Gegenüber von Mrado: ein junger Typ mit Sonnenbrille, den Mrado vage wiedererkannte. Mrado starrte ihn an. Glaubte der Typ etwa, er sei in Las Vegas?
Mrado begann mit dem
Big Blind
– eintausend, die jemand, in dieser Runde war es Mrado, zur Eröffnung einsetzen musste. Keiner durfte mitspielen, ohne mindestens denselben Betrag zu setzen.
Piotr setzte den
Small Blind
– fünfhundert Kronen.
Der Dealer teilte die Karten aus.
Mrados Hand: Herz fünf und Herz sechs.
Der
Flop
war noch nicht gelegt.
Berra K reagierte zuerst und sagte: »Diese Karten hier erinnern mich an eine Partie, die ich letzten Sommer auf einem Boot vor Sandhamn gespielt habe. Wir waren gezwungen aufzuhören, weil es anfing fürchterlich zu gewittern.«
Mrado beachtete sein Gequatsche nicht weiter.
Berra K stieg aus.
Die Sonnenbrille ging mit einem Tausender mit.

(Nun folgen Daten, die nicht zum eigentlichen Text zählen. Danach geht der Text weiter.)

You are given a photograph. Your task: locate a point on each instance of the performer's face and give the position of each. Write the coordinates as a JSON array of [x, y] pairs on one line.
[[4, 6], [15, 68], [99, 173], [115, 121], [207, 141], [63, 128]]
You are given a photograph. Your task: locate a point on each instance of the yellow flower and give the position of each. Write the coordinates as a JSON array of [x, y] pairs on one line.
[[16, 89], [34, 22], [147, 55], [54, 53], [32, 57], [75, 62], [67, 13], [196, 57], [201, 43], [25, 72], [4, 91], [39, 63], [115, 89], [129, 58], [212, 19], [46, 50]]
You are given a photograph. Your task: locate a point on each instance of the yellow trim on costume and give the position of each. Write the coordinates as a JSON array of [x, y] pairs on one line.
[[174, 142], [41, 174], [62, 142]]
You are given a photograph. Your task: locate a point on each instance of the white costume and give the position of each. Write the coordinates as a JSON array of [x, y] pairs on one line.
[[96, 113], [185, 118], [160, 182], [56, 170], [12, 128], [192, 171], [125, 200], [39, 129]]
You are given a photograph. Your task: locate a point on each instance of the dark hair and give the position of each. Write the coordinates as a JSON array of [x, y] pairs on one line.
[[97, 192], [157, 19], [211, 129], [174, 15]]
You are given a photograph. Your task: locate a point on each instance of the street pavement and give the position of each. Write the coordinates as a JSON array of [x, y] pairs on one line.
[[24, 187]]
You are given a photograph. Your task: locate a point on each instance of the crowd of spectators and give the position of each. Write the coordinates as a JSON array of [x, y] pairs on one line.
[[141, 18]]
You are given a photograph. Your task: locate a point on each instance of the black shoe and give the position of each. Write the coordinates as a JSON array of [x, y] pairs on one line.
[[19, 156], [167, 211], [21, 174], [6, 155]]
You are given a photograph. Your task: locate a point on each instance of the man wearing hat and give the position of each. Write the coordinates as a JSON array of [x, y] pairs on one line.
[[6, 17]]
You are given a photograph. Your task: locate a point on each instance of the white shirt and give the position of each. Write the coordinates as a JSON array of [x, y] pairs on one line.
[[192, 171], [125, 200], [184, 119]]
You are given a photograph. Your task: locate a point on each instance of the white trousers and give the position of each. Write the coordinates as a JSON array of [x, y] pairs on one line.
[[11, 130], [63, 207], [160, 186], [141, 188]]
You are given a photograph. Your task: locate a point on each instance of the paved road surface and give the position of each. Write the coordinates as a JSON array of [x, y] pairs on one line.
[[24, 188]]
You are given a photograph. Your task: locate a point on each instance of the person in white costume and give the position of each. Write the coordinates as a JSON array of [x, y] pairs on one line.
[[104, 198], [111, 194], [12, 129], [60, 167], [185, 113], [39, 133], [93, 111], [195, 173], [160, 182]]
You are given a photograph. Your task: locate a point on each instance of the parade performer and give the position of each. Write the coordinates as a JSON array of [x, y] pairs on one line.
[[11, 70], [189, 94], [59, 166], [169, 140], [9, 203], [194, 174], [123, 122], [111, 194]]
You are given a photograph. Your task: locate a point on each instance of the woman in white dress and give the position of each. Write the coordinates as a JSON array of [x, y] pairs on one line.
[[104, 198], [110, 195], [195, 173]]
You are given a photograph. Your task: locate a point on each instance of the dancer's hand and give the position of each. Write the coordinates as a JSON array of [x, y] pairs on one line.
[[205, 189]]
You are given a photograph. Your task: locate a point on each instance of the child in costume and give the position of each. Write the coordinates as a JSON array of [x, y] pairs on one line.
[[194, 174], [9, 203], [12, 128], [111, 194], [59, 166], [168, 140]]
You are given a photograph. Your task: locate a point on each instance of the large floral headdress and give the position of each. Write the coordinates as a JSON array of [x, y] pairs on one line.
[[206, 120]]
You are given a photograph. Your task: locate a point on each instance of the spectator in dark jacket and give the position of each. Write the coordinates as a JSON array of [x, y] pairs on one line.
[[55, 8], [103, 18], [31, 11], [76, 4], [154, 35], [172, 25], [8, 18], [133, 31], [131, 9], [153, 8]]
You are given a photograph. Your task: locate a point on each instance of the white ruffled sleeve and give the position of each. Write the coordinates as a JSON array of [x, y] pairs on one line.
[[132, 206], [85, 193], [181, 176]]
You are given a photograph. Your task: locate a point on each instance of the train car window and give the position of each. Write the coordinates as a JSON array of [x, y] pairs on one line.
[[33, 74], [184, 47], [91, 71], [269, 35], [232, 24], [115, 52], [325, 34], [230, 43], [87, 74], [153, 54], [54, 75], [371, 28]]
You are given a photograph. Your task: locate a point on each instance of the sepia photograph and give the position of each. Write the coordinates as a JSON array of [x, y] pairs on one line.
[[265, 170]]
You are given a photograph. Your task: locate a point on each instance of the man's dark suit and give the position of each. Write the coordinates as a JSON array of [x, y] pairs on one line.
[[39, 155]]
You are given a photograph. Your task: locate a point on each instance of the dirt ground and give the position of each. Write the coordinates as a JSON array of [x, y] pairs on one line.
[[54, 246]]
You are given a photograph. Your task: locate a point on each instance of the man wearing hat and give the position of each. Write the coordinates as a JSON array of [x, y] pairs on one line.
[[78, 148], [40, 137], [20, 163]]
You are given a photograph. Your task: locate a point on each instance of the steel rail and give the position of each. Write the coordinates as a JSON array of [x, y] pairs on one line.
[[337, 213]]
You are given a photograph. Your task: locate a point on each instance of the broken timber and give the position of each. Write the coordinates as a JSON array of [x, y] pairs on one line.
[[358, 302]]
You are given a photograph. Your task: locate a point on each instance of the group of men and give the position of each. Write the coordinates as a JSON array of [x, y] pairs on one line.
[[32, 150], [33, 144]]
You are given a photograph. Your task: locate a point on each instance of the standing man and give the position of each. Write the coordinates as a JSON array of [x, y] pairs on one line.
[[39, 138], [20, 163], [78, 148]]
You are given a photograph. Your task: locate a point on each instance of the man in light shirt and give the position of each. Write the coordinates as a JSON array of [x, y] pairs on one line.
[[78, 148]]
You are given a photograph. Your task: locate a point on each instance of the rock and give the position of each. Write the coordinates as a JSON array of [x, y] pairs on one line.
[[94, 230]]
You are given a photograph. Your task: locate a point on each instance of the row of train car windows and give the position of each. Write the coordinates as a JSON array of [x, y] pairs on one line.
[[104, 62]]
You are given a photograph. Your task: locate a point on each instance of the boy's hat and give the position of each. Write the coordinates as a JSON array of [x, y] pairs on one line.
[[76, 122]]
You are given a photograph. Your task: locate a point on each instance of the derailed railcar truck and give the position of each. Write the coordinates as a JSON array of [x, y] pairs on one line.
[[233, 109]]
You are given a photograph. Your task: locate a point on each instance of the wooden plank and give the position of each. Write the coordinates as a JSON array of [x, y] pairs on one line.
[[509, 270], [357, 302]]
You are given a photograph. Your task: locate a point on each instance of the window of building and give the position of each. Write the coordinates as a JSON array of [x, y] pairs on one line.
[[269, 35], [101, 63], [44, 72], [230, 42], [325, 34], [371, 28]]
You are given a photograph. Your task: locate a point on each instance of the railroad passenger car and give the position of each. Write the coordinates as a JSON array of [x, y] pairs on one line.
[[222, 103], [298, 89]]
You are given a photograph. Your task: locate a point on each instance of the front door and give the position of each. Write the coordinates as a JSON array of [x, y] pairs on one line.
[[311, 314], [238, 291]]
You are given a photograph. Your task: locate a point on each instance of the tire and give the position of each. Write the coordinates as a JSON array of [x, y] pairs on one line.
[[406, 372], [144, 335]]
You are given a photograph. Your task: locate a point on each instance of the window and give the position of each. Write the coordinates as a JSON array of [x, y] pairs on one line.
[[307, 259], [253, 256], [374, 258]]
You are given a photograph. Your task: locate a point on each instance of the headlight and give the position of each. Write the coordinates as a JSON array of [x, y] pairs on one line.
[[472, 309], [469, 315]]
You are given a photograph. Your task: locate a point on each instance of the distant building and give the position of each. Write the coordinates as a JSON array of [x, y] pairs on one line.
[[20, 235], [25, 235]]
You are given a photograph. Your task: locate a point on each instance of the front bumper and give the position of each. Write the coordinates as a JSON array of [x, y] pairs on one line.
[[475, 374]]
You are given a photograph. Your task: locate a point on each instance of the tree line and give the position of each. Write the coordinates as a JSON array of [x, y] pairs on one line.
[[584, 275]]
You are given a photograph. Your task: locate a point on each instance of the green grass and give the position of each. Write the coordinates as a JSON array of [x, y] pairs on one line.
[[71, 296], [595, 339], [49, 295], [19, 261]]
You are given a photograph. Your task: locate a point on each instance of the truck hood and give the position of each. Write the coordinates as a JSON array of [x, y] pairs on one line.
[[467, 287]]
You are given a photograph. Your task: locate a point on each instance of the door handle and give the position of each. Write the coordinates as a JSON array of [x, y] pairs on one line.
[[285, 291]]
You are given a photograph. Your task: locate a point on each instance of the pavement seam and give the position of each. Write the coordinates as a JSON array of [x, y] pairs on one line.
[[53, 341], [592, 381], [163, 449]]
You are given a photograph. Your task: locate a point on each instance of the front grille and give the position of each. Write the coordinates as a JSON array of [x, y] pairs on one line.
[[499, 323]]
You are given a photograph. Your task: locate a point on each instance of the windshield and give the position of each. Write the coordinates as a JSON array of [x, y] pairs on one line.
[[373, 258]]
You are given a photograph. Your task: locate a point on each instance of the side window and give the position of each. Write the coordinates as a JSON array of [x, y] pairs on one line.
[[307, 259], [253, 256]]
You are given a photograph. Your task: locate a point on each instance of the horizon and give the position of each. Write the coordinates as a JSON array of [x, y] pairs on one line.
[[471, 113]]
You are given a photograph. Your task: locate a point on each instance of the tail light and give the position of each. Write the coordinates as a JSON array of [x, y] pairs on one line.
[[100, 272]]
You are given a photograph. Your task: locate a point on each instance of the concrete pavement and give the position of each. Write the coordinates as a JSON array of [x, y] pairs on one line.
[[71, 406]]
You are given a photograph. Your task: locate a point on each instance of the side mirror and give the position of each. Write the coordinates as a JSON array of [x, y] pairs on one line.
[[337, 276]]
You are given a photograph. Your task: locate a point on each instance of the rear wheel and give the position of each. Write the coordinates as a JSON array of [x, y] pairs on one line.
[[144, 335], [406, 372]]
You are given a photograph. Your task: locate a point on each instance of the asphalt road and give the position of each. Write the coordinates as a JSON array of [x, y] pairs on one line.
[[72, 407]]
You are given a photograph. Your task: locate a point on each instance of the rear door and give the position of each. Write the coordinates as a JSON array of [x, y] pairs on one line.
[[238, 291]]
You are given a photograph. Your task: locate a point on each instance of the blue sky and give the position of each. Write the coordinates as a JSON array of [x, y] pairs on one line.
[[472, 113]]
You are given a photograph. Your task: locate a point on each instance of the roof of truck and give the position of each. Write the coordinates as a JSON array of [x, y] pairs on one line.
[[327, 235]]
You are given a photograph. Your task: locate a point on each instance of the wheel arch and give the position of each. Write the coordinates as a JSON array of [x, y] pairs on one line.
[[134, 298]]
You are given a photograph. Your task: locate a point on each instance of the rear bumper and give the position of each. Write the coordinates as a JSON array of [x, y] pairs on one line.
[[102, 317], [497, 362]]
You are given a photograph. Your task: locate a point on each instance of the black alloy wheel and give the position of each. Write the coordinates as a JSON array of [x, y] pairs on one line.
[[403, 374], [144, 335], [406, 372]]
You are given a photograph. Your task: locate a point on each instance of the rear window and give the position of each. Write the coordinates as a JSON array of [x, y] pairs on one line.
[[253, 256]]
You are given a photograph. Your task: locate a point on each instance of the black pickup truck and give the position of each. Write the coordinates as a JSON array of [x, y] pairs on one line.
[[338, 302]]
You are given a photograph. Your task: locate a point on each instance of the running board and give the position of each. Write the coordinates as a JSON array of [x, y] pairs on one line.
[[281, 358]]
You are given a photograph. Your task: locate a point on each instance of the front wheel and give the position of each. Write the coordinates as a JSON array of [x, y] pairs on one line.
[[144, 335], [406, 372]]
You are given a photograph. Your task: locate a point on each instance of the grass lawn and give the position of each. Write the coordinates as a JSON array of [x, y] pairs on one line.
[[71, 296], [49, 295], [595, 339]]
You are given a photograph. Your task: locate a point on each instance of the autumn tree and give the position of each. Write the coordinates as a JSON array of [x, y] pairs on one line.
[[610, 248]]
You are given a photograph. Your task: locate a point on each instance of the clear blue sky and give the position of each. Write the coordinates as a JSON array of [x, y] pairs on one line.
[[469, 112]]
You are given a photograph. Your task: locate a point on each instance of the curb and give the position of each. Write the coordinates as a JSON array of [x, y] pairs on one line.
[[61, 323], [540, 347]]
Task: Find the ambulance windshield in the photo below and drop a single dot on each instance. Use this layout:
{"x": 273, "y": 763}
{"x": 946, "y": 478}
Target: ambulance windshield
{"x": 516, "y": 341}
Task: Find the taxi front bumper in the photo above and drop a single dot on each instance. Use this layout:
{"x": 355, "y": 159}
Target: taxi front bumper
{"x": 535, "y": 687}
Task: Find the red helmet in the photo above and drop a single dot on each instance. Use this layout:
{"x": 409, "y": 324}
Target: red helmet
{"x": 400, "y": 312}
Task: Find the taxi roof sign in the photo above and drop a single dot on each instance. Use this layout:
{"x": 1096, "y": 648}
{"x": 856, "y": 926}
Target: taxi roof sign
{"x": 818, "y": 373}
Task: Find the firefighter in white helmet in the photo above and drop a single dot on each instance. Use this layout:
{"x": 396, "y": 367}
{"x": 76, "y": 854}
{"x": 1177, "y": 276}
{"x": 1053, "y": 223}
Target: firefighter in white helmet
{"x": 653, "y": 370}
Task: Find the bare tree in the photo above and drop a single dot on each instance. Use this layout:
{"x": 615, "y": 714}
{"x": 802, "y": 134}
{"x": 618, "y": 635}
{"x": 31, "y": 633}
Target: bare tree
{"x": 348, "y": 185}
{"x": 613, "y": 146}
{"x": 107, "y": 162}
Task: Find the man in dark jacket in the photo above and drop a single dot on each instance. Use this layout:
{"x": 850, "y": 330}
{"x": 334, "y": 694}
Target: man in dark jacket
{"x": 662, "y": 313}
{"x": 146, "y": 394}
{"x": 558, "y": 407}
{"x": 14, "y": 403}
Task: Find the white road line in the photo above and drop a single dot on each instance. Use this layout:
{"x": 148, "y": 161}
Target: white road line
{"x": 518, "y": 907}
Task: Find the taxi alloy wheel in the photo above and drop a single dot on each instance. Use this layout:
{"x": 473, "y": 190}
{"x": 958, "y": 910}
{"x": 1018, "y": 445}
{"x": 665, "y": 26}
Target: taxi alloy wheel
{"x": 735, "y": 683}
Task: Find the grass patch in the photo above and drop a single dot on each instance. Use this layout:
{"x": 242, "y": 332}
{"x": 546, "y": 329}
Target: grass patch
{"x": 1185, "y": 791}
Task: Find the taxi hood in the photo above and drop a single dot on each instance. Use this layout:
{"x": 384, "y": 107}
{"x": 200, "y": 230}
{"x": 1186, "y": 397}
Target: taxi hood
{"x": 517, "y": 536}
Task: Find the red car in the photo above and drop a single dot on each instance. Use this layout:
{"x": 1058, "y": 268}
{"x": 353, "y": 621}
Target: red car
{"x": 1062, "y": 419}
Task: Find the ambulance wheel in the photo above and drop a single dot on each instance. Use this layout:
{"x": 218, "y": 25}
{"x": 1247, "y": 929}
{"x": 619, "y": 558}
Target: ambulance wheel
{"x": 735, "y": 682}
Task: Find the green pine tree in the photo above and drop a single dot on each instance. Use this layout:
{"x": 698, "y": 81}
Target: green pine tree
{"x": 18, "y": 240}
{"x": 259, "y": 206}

Piotr setzte fünfhundert, zog gleich mit dem
Big Blind.
Mrado hob seine Karten erneut auf. Seine Hand war ziemlich miserabel, aber dennoch –
Suited Connectors,
das waren Karten derselben Farbe, und es kostete nichts, eine Runde mitzugehen: Er checkte, ging mit.
Flop:
die ersten drei Karten auf dem Tisch. Herz sieben, Kreuz sechs und Pik Ass. Nichts Perfektes zusammen mit seiner Hand. Noch eine kleine Chance auf Farben. Piotr begann rumzumeckern – seine typische Art.